皇嗣兴旺,博学多才乃是皇室之幸,陛下江山后继有人也能使朝纲稳固,大皇子今日的表现十分不错。
大皇子一首祝寿词念得很好,陛下和太后都十分满意,秦渊夸庄妃教子有方,太后则招了招手,示意大皇子上前来。
这便说明太后对大皇子的喜爱了,庄妃难得这么高兴,连着喝了好几杯的酒,宜德妃看了一眼身边的子戎,面上虽笑着,却未达眼底。
从来只知道大皇子和庄妃一般文静不爱说话,平时也甚少出门,应当是十分中庸才对,没想到今日却一鸣惊人,藏得倒是深。
大皇子是陛下仍是太子时府中的唯一一个孩子,就连她的子戎也是陛下登基后第二年的年底才出生,中间差了好几年。大皇子长得快,读书也多,如今初初长成,正是
讨人喜欢的时候。
可惜她的子戎非嫡非长,
现在也才四岁多,
若非是先天不占优势,她的戎儿一定会是最优秀的。
她笑着去摸子戎的头,面色自若。
没关系,时日长了戎儿会长大,身世不够母妃也可以去争,她已经受够了受制于人看人眼色的日子,绝不要自己的孩子也活的和她从前一样悲哀。
若想过得尊贵体面,就要胜过所有人将权利牢牢握在自己的手上,仰人鼻息就只能活得像狗一样。
她花了好几年才搬走林氏这颗大石头,未来这条路,一定要给子戎铺得稳稳当当。等子戎坐上帝位,她就是皇太后,届时全天下最尊贵的人便是他们母子,从此就可高枕无忧了。
大皇子走到太后身边,仍然稚嫩的嗓音开口喊了一声皇祖母,太后搭着他的肩膀,仔仔细细端详了一番,点头笑着说:“真是好孩子,你母妃养育你用心了。”
她转而将大皇子面朝皇帝:“你瞧瞧,这孩子的眼睛鼻子现在越发像你了。”
秦渊拍拍他的肩膀,赞许道:“是很好。”
大皇子退下后,二皇子也上前喊了句吉祥话。长乐公主才两岁多,三皇子也尚不足一岁,便不再上前,后面就是嫔妃们的献艺时间了。
沈霁从来是不参加这种献艺的,所以乐得自在,打发打发时间罢了,她真正在意的,是宜德妃的动向。
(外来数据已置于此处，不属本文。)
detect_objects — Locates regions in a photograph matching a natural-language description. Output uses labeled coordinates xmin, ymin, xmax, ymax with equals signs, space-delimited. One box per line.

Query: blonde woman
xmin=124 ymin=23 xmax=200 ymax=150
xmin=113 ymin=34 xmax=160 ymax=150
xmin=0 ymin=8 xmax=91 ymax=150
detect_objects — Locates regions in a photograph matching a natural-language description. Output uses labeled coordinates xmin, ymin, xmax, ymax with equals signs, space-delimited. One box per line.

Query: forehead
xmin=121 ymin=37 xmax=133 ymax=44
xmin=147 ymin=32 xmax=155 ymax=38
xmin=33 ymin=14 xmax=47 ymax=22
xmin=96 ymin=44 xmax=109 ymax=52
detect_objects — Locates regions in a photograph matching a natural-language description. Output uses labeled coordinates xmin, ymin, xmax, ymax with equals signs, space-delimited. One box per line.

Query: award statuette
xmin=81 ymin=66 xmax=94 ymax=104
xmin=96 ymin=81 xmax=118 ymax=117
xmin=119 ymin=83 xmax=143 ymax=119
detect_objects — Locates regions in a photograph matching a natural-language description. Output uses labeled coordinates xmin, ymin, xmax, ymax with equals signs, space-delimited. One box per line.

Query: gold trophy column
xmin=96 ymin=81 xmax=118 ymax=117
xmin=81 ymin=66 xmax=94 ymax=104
为增添趣味,宜德妃将众人的才艺都写在纸上,让太后亲自抓阄排顺序,第一个出场的就是方美人的抚琴,一曲罢,照例夸两句便退下了。
宫中嫔妃虽多,但大部分都是良家子出身,身上有才艺的其实不多,余下的官家女子也都是琴棋书画舞乐这类,年年看年年如此,并无太多的新意。
但今年的才艺都是报备给了宜德妃的,她才握宫权,这样可以笼络人心增添自己在宫中势力的好事,沈霁觉得她应该不会放过。
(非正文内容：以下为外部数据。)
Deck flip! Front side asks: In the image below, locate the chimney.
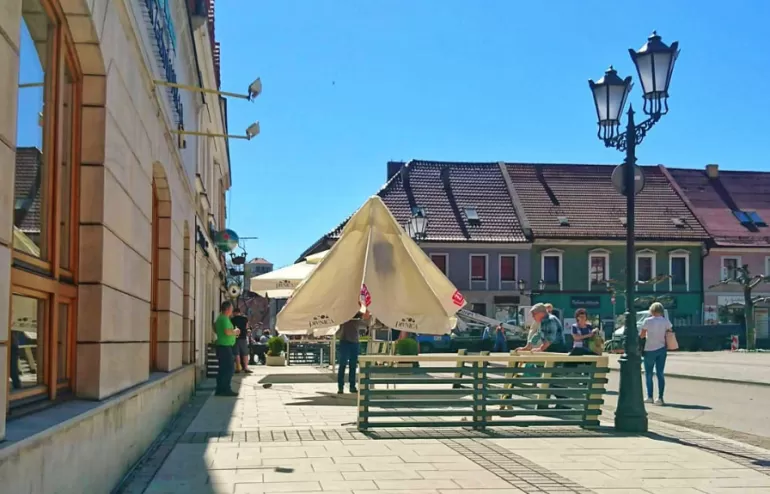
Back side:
[385,161,406,181]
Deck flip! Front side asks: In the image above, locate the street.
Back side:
[605,370,770,448]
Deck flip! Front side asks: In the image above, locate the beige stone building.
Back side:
[0,0,236,493]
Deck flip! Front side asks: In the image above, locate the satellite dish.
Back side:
[227,285,241,298]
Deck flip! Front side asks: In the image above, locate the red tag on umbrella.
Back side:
[452,290,465,307]
[361,285,372,307]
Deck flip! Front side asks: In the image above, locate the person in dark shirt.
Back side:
[231,308,252,374]
[337,313,363,394]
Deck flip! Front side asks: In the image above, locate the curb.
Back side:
[610,367,770,388]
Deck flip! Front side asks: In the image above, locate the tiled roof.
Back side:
[246,257,273,266]
[507,163,707,240]
[328,160,527,242]
[668,168,770,246]
[13,147,43,233]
现在宫里能分得陛下恩宠的人不多,她定是想扶持自己的势力,若分得走自己的宠爱自然更好。
但现在宫里的嫔妃除了掖庭的一些良家子,其余的都不是新面孔了,陛下从前就不喜欢的人,失宠久了再见,难道就会喜欢了?
还是说,宜德妃从掖庭里找了有潜质的新人培养,准备在今日一鸣惊人吗?
沈霁夹了两口水晶虾仁,刚搁下筷子,就看见太后新抓了阄,上面写着赵才人飞天舞。
赵才人她有印象,是和娆贵嫔同一年礼聘入宫的,家世不高,父亲官职是正六品,一直不怎么得宠爱。
执掌宫权后,她就看了过去几年陛下临幸嫔妃的档,约莫有点印象,她只在刚入宫的时候得幸过几次,这些年都寂寂无闻。
但飞天舞——
沈霁记得这是难度颇高的舞,要借助一根绸带飘动,从前并未见她跳过。
难道她就是宜德妃暗中调/教的那个?
沈霁掀眸看了过去,只见赵才人已经换好了舞衣,从侧门缓缓走了出来。
今日赵才人画了相当用心的妆,原本的七分美貌也成了八分,加上一身红绸衣妖娆灵动,细腰款摆,十分赏心悦目。
她这样盛装出席,包括沈霁在内的嫔妃们都耳目一新,更别提陛下了。
这样一个几年都没怎么见过的女子突然以全新的面貌出现,自然会惊喜,宜德妃倒是想得透。
一想到陛下会被赵才人吸引目光,沈霁原本波澜不惊的心突然有些说不出的堵。
她下意识抬起头看向陛下,却看见陛下正看向自己,像是想从她脸上看出什么似的。
沈霁匆忙挪开了目光,秦渊唇角勾起一丝微不可查的笑,又很快压了下去,恢复了沉稳淡然的模样。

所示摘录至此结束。